Song is not a reliable signal of general cognitive ability in a songbird


Meeting Abstract

48-1  Saturday, Jan. 5 08:00 – 08:15  Song is not a reliable signal of general cognitive ability in a songbird NOWICKI, S*; DUBOIS, AL; PETERS, S; RIVERA-CÁCERES, KD; SEARCY, WA; Duke University, Durham, NC; University of Miami, Coral Gables, FL; Duke University, Durham, NC; University of Miami, Coral Gables, FL; University of Miami, Coral Gables, FL snowicki@duke.edu http://sites.biology.duke.edu/nowicki/

Learned aspects of song have been shown to affect female mating preferences in a number of species of songbirds, including swamp sparrows (Melospiza georgiana). One explanation for why female songbirds attend to learned song features is that these signal attributes may convey reliable information about the cognitive abilities of males.

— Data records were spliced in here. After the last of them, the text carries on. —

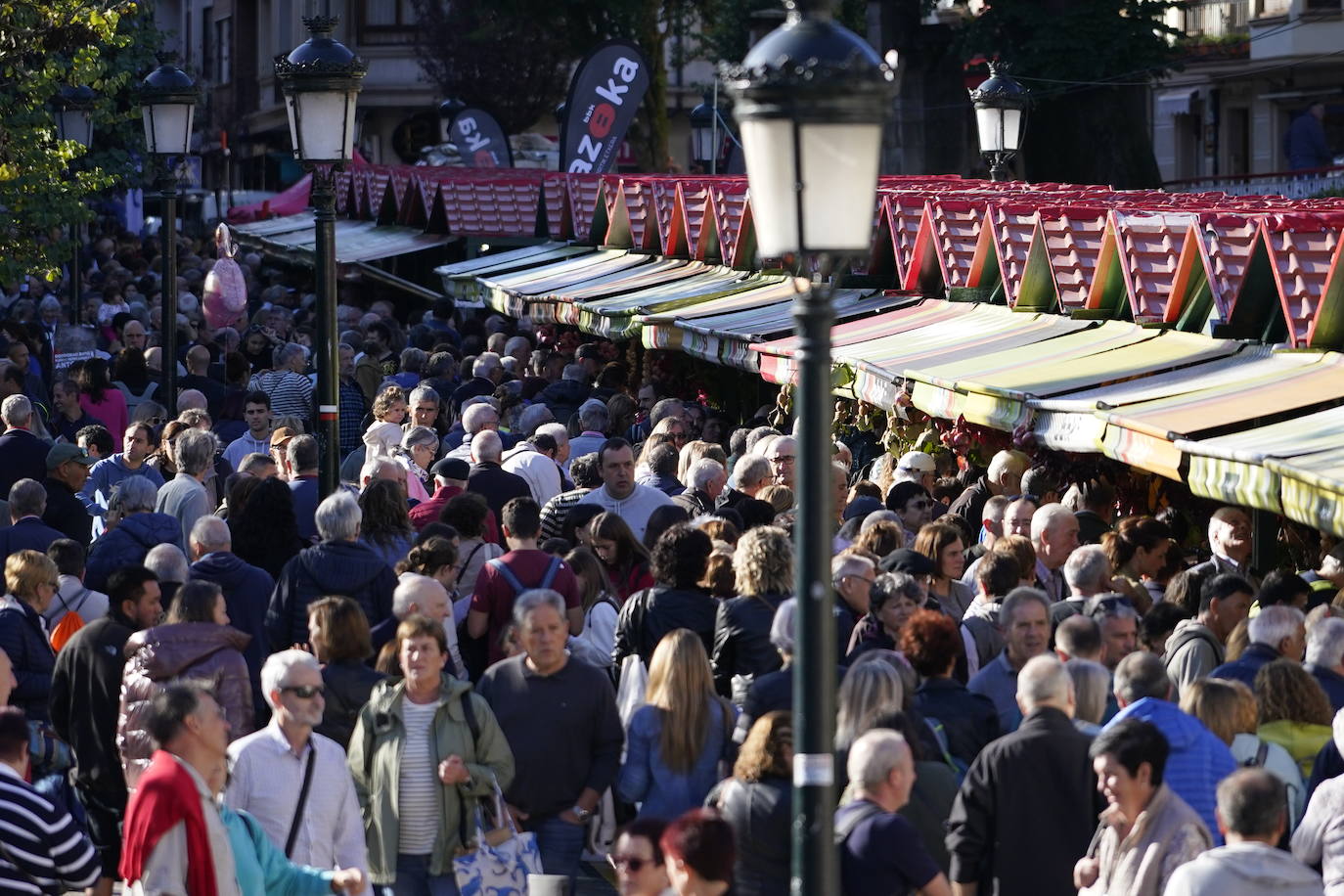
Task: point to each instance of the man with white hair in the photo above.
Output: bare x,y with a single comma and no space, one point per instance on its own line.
246,590
489,478
23,456
1275,633
291,780
706,481
1028,805
1053,533
1003,477
1230,540
535,460
876,842
476,418
1086,574
487,374
593,422
1325,658
423,596
186,497
750,474
288,385
338,564
783,456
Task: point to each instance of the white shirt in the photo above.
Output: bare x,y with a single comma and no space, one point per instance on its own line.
541,473
266,777
417,786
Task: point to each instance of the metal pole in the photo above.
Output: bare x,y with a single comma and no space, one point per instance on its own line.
168,291
815,867
328,366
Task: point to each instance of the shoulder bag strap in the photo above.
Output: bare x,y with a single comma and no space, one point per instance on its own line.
302,798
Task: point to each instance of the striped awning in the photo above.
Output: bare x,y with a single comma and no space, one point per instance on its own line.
1143,434
460,278
1232,468
994,389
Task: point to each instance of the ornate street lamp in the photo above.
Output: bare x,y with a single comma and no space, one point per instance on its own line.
811,100
71,109
704,133
1000,117
167,104
322,79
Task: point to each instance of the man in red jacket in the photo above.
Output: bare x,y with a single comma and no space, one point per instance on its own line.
175,840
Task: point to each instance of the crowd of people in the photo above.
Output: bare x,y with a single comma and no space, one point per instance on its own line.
560,598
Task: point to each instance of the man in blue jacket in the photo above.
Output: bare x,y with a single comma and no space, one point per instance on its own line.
246,593
1197,758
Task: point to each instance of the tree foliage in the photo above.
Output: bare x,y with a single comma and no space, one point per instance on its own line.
1088,64
47,183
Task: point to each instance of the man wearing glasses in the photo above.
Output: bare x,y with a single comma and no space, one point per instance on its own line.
294,781
783,456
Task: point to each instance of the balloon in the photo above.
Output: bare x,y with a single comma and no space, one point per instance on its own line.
226,289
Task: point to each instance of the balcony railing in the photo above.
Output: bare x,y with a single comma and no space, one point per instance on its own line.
1301,184
1218,18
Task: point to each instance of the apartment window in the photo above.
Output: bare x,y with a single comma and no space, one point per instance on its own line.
386,21
223,51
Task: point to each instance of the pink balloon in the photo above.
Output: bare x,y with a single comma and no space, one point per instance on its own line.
226,288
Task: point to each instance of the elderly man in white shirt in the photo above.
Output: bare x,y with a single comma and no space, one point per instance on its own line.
269,770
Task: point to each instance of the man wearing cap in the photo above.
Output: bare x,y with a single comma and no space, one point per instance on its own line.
917,467
67,470
280,450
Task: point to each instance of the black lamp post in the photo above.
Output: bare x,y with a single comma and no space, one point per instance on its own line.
322,81
704,135
811,100
1000,117
167,103
72,113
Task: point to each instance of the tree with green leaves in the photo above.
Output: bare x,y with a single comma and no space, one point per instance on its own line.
47,183
1088,64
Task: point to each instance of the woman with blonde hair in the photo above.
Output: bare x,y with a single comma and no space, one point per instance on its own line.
742,649
1229,709
676,740
755,802
1293,711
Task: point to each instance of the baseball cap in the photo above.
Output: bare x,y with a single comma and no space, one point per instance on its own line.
862,506
917,461
452,468
906,560
65,452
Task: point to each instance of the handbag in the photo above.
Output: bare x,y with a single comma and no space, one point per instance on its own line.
502,860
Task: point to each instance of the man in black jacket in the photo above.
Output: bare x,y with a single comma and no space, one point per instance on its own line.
85,696
1028,806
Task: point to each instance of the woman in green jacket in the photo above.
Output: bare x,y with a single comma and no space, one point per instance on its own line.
424,751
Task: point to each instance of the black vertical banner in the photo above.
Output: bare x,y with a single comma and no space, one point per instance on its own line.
478,139
605,93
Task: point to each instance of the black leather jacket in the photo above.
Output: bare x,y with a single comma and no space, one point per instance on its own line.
742,645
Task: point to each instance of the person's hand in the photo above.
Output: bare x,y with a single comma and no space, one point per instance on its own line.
348,880
453,771
1086,871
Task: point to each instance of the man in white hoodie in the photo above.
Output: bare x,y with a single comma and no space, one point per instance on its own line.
1251,816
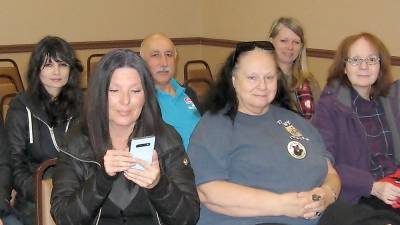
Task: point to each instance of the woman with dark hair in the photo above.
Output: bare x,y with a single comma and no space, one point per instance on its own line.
288,37
38,119
358,117
94,182
265,164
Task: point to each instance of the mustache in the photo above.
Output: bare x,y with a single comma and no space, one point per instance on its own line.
165,69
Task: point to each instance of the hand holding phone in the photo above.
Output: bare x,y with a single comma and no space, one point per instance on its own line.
142,148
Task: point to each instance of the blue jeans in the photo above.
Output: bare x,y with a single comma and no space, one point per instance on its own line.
11,220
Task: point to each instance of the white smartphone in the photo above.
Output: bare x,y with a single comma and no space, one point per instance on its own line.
142,148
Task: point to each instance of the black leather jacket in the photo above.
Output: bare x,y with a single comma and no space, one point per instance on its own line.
81,185
31,142
5,172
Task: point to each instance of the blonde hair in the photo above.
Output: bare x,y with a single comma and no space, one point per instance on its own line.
300,71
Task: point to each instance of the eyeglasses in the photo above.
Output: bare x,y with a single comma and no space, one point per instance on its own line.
370,60
250,45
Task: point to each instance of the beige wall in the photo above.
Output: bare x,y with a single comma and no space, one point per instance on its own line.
325,22
97,20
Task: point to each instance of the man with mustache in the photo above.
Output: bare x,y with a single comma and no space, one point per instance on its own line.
179,105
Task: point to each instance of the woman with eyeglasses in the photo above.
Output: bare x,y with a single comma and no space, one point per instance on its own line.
358,117
39,118
287,35
255,161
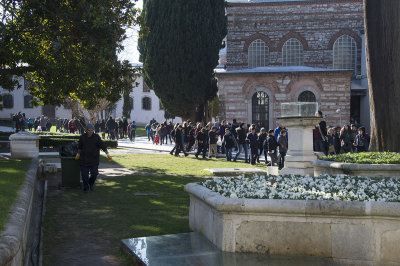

This idea is based on the fact that brain development—and therefore song learning and the expression of other cognitive abilities—should all be affected during development by the same stressors, in accord with the “developmental stress hypothesis.” We tested whether song is a signal of cognitive ability by relating five measures of song quality to five measures of cognitive performance in a cohort of 49 adult male swamp sparrows whose songs were recorded in the wild and who were then brought into captivity for cognitive testing. The five song measures are repertoire size, mean and minimum vocal deviation (measures of vocal performance), and mean and maximum typicality (measures of song learning). Cognitive performance was measured as the speed with which five cognitive tasks were mastered: a novel foraging task, a color association, a color reversal, a spatial learning problem, and a detour-reaching test. In general linear mixed models controlling for neophobia, none of the song measures predicted any of the cognitive performance measures. Thus, our results do not support the hypothesis that song attributes provide a reliable signal of general cognition in swamp sparrows.